I’ve been writing about sharing stories as a way of understanding and coping with the current economic crisis.
Ann Banks understands the value of stories during these tough time. In an article in Newsweek, Banks notes that she was raised on Depression stories. “Hearing them again and again,” she writes, “I became fascinated by the role that stories play during hard times — the way they seem to strengthen people, offering a bulwark against loneliness and feelings of personal failure.”
Her fascination led Banks to do something remarkable. In a dusty Library of Congress storage room, she spent a year sifting through 150,000 pages containing “thousands of interviews with ordinary Americans telling of how they survived the Great Depression.”
Banks explains:
The stories were collected in the late 1930s by the Federal Writers’ Project, a unit of the Works Progress Administration that employed out-of-work writers. But before the intended series of anthologies could be published, the Writers’ Project was Red-baited out of existence.
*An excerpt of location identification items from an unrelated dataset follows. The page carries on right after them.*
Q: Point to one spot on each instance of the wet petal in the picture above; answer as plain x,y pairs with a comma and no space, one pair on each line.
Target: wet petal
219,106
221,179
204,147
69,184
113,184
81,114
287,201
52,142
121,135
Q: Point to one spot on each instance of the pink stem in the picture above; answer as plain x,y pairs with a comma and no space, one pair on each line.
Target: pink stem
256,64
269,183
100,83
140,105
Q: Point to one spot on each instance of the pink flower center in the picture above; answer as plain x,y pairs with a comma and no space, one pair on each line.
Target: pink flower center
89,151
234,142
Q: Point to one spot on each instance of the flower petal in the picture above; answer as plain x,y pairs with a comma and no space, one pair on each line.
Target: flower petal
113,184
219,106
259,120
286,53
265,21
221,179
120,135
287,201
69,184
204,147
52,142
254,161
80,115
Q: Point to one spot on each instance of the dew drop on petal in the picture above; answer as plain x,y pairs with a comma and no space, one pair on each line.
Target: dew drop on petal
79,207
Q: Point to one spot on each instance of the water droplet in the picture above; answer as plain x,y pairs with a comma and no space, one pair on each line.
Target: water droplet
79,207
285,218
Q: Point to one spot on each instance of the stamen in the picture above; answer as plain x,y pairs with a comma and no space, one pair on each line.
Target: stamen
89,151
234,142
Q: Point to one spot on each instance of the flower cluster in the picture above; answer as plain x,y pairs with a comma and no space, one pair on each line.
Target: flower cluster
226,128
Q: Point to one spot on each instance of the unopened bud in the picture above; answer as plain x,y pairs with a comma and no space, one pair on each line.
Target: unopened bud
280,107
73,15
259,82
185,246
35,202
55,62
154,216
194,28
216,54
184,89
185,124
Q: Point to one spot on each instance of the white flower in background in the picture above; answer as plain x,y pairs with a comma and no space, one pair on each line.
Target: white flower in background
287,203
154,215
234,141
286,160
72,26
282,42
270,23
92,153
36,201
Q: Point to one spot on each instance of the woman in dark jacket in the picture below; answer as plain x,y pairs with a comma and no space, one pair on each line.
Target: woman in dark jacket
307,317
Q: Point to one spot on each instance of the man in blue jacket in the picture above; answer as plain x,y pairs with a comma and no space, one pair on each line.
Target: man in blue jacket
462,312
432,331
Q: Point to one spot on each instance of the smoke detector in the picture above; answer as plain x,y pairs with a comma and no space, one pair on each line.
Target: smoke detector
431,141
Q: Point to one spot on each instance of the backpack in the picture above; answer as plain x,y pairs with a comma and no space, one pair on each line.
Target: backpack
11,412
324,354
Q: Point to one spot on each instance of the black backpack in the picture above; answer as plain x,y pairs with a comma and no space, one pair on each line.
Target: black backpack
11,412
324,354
The oral histories — of tobacco farmers, smugglers, midwives, jazz musicians, oil roustabouts and others — ended up crammed in rickety filing cabinets in a remote storage room in the library stacks.
She goes on to discuss how she fell in love with many of these stories.
Banks collected the stories and published them in the book First-Person America.
And she is convinced that we should be doing the same kind of storytelling in the current climate: “Listening to each other’s stories may grant us a sense of common purpose that money can’t buy.”